Naum Akimovich Senyavin or Sinyavin (Наум Акимович Сенявин; c. 1680 - ) was Vice Admiral (1727) of the Imperial Russian Navy. He was Russia's first Vice Admiral. He was the father of Alexey Naumovich Senyavin.

== Biography ==
In 1698, Naum Senyavin began his military career as a soldier of the Preobrazhensky regiment. He became a sailor under the Captain Peter Mikhailov and was then was promoted to the rank of non-commissioned officer. Naum Senyavin first distinguished himself during the Great Northern War.

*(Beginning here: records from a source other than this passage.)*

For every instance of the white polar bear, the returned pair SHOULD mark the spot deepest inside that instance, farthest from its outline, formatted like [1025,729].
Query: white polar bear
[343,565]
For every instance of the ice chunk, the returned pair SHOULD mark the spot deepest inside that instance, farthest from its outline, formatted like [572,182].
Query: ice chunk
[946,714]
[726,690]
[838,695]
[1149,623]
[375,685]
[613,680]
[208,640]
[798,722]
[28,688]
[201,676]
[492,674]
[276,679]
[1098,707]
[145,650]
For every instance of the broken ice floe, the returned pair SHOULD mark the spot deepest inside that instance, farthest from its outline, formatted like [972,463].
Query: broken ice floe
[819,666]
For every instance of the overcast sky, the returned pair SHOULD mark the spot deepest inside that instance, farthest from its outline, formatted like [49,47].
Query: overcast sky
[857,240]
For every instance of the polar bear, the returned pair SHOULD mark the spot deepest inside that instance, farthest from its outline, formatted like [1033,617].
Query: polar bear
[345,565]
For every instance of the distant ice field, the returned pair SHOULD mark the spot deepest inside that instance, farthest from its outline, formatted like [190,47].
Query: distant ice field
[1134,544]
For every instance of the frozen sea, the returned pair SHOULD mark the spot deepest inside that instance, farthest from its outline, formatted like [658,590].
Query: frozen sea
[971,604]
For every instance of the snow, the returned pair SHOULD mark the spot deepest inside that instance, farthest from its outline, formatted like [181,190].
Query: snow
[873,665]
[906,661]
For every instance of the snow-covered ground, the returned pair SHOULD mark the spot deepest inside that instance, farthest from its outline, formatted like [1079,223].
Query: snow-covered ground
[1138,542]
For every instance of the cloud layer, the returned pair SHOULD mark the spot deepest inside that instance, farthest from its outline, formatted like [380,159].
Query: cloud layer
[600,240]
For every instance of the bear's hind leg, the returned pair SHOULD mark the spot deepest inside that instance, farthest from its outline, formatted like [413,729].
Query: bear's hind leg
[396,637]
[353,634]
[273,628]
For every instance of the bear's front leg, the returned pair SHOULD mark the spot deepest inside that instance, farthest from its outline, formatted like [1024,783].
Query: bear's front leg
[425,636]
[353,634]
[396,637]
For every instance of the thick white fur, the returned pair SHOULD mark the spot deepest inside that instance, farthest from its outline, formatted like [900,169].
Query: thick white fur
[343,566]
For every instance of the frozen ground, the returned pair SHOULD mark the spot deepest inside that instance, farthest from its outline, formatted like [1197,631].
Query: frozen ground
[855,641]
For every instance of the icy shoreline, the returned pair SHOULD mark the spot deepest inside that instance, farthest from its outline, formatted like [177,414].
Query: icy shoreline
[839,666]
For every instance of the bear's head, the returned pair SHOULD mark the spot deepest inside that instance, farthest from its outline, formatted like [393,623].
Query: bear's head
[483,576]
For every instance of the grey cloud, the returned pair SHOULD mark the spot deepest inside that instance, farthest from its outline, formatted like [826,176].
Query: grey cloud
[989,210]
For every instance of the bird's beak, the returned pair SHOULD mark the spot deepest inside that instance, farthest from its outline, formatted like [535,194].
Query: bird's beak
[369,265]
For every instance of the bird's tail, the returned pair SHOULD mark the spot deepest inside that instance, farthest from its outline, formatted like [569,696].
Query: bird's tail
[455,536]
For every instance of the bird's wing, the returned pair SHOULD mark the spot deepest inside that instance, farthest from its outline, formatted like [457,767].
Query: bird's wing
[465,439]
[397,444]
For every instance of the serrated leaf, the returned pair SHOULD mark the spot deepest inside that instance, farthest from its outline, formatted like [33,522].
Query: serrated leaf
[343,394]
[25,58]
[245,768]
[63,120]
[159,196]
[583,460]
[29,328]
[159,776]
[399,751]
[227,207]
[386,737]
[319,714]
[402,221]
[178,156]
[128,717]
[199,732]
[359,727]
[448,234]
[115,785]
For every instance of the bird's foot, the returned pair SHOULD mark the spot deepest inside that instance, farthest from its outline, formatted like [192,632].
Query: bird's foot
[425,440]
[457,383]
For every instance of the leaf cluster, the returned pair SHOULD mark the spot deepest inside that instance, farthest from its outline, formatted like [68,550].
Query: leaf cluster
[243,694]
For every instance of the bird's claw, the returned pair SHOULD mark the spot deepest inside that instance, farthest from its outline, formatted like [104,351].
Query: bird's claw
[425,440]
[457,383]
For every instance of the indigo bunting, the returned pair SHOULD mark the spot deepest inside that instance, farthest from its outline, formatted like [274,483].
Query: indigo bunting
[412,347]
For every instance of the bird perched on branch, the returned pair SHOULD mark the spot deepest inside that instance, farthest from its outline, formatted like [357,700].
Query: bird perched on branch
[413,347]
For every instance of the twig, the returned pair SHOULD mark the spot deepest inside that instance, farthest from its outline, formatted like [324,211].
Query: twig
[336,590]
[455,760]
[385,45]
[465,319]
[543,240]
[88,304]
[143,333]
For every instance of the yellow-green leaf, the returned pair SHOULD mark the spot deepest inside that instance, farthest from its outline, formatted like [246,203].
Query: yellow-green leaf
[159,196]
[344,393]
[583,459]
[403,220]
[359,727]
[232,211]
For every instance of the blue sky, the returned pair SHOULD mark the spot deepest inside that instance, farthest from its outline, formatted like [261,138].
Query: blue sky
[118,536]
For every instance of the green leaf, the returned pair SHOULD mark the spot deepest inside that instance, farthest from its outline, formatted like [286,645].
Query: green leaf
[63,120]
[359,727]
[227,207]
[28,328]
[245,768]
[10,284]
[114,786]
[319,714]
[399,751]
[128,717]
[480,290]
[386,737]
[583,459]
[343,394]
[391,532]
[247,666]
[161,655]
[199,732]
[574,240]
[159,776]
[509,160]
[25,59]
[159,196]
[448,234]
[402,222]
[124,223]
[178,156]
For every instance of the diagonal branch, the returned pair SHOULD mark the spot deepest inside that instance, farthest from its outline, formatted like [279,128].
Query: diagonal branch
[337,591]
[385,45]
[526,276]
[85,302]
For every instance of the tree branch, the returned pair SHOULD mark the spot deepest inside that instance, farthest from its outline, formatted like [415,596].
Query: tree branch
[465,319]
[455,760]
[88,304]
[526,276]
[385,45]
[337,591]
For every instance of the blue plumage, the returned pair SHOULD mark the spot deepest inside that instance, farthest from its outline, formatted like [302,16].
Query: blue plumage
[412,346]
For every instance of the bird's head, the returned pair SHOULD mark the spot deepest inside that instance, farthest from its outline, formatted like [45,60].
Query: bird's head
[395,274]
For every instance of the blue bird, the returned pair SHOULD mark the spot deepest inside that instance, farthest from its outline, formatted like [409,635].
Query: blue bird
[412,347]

In 1713, he was appointed commander of a battleship. In 1716, when António de Vieira was in the Danish capital, he witnessed the poor treatment given by Naum Senyavin to his sailors and informed the Russian court of what had happened.

In 1719, as a squadron commander, Senyavin fought Swedish forces during the Battle of Ösel and captured three ships. In 1721, he became a member of the Admiralty Board (Адмиралтейств-коллегия). In 1728–1732, Senyavin commanded a galley fleet. In September 1737, he was appointed commander of the Dnieper Flotilla during the Russo-Turkish War of 1735-1739. He build the shipyard below the Dniper rapids near Khortytsya island.

Peter the Great gave some lands close to Saint Petersburg to Senyavin, and the estate became known as the selo of Sinyavino. Currently it is an urban-type settlement in Kirovsky District of Leningrad Oblast, Russia.

In 1738, an epidemic of plague broke out and Senyavin died of this disease at the end of May 1738.